But how is the first assembly code retrieving and storing the struct returned from the subroutine?
First of all, it doesn't return a struct, it returns a pointer to a struct in EAX. The function's return type is struct _A*. You don't show what it's pointing to; perhaps some static buffer in a non-thread-safe function?
It looks like you left out a rep movsd in the first example after setting up esi, edi, and ecx (your esx is obviously a typo). This will memcpy 4*8 = 32 bytes from the pointer returned in EAX to the static storage for A. (Note the mov edi, offset A to get the actual address of A into EDI.)
With a smaller struct, it copies it with a few mov instructions instead of setting up for a rep movsd (which has considerable startup overhead and is a bad choice for a 32-byte copy if SSE was available). i.e. it fully unrolls a copy loop.
(In the first version of the, I didn't look closely enough at the code, and based on the wording thought you were actually returning a struct by value when you talked about returning a struct. Seems a shame to delete what I wrote about that related case. Instead of hidden pointer, you have an explicit pointer to an object that exists in the C++, not just in the asm implementation of what the C++ abstract machine does.)

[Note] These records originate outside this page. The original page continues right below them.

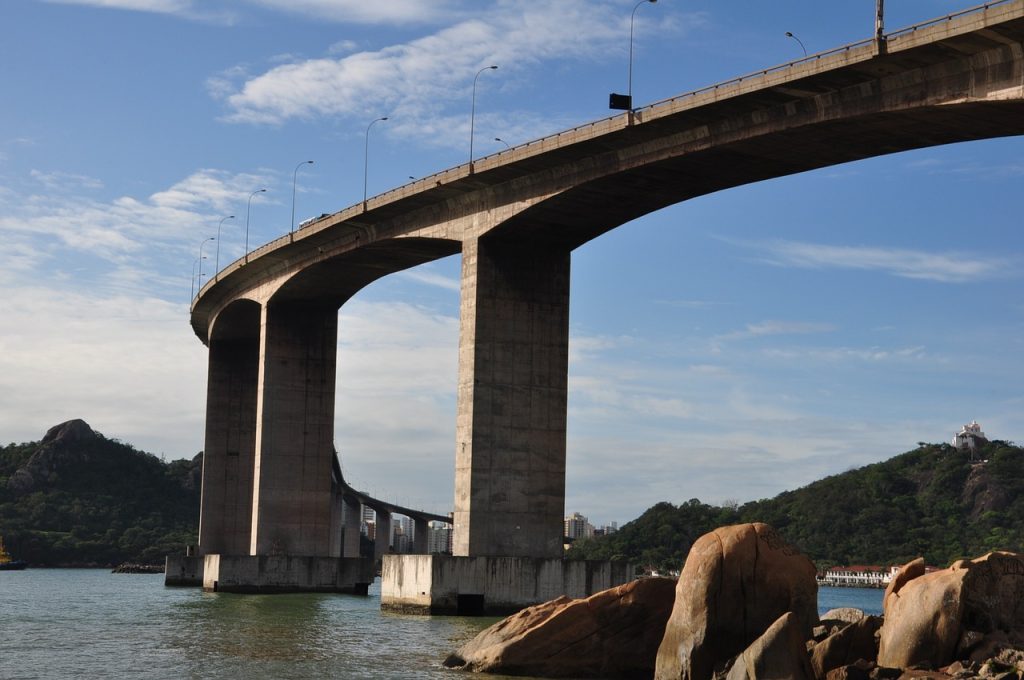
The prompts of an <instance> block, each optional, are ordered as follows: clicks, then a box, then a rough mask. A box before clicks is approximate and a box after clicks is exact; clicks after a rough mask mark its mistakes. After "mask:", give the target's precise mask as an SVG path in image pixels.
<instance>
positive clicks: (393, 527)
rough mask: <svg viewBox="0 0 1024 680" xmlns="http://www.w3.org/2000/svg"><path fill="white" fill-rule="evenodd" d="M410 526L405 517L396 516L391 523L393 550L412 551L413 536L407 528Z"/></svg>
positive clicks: (392, 546) (401, 551) (412, 545)
mask: <svg viewBox="0 0 1024 680" xmlns="http://www.w3.org/2000/svg"><path fill="white" fill-rule="evenodd" d="M408 528H409V527H408V524H407V523H406V518H404V517H398V518H396V521H395V522H394V523H393V524H392V525H391V552H394V553H410V552H412V548H413V540H412V539H413V537H412V534H411V533H410V532H408V530H407V529H408Z"/></svg>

Large struct by-value returns are returned by hidden pointer (the caller passes in a pointer as the first arg, and the function returns it in EAX for the convenience of the caller). This is typical for most calling conventions; see links to calling convention docs in the x86 tag wiki.
The value of A itself is 32 bytes, and doesn't fit in a register. Often in asm you need a pointer to an object. push OFFSET A is probably part of calling a function that takes A by reference (probably explicitly in the C++ source; I don't think any of the standard x86 calling conventions implement pass-by-value as pass-by-const-reference, only by non-const reference e.g. for Windows x64, and maybe others).

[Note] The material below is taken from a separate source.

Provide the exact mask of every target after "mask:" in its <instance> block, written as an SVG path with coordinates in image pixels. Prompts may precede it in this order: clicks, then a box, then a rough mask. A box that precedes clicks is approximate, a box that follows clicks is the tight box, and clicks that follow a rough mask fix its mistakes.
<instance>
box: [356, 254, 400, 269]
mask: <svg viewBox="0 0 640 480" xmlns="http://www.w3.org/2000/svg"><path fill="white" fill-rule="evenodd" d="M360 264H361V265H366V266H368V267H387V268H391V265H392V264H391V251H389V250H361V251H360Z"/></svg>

Your compiler probably couldn't optimize A = foo(); (returning a large struct by value) by passing the address of A directly as the output pointer.
A is global, and the callee is allowed to assume that its return-value buffer doesn't alias the global A. The caller can't assume that the function doesn't access A directly, but according to the C++ abstract machine the value of A doesn't change until after the function returns.